Editor’s note: This post was originally written for the The New Stack. You can check out the original here.
The most important ability is availability.
This is a common statement I hear from sports commentators. Whether athletes are in the NBA, NFL or EPL, they need to be available to play the game before anyone can talk about how good they are at scoring points or goals. Someone just cannot become a great player if they’re always on the bench because of an injury.
The same principle applies to monitoring systems. Traditionally, monitoring involved simply pinging a device to check if a system was up or down — in other words, its availability. Back in the day, that’s all we could get, and all we needed. Even with advancements in technology, the most basic requirement of an IT system is for it to be available. Nothing else matters if your users can’t get to that full-featured, cloud-native web application your developers just built from scratch.
But today, traditional monitoring is not enough. With software installed inside containers that are running on cloud infrastructure, we need more. While those old monitoring systems would tell you when something was broken, you also need to know why it broke.
That’s where observability comes in.
Observability isn’t as new as its popularity in the last few years would have you believe. The term, or variations of it, has roots in both control theory and quantum physics.
So the abstract concept of being able to observe the state of a system goes back decades. But in order to actually observe and measure something, a system must expose its state. Once that internal data is provided externally, it can be collected, stored and analyzed.
Traditional monitoring tools are not equipped to do this. In today’s world of complex clusters of microservices in your cloud infrastructure, you need to use tooling for your DevOps team that goes beyond traditional monitoring.
But even that’s changing.
Prediction: You’re Going to Need APM
Monitoring tools, specifically application performance monitoring (APM) solutions, have been adapting for years to be able to observe this type of data. Gartner predicts that enterprise organizations will have increased the percentage of applications they monitor with APM tools from 5 percent in 2018 to 20 percent in 2021. So over three years, your organization may have quadrupled its monitoring.
Why? It’s becoming clear that to succeed, these organizations need to broaden APM tool coverage to focus on the customer experience, business insights, and service health.
But what do you need APM tooling for? You have observability. Isn’t monitoring dead anyway?
Monitoring isn’t dead. It simply changed.
Observability and Monitoring Aren’t at Odds
Monitoring and observability aren’t the same, but they’re not different, either. Monitoring is essentially a subset of observability. It goes beyond monitoring by helping you find out why something is broken through better visibility and insights, more precise alerting, and faster root cause identification with debugging.

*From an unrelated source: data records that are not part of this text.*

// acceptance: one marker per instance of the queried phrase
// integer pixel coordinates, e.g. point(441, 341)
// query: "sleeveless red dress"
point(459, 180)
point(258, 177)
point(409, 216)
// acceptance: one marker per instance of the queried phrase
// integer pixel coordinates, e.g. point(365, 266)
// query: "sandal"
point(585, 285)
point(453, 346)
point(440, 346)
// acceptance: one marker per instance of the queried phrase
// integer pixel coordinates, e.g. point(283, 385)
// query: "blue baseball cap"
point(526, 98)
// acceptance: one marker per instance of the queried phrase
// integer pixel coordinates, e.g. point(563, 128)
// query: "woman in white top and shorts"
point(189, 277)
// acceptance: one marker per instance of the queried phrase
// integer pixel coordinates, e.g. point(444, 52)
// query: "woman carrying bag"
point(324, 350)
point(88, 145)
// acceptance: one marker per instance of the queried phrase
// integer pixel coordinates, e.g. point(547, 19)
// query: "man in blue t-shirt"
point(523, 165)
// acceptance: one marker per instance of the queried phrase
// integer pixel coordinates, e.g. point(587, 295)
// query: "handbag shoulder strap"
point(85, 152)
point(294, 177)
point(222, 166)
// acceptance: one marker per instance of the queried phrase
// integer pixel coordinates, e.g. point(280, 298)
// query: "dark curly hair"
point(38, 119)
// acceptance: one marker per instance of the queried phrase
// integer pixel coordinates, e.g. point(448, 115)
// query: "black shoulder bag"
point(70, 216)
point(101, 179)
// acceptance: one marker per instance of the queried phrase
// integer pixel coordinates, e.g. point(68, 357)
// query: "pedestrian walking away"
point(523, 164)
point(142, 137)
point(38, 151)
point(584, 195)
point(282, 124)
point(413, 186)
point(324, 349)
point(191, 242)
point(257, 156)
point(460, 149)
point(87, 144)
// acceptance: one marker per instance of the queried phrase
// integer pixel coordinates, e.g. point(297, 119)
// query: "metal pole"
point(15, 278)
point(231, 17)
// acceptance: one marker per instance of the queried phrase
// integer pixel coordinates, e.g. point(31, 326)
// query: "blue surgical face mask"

So the two aren’t at odds at all. They’re like family.
But it isn’t about whether they’re the same or not. It’s about having the right strategy in place to ensure that when something is broken, you find out that this is the case and are quickly able to determine why it broke.
The goal is to avoid or minimize the impact on your application’s users.
To ensure your software is operating at its peak performance levels, you need to develop an observability strategy. Let me discuss some things to think about when doing that.
Observability consists of three key areas that must be included in any strategy for observing your infrastructure, especially if your applications are cloud native. A proper strategy includes all three. Anything less, and you might as well go back to just monitoring.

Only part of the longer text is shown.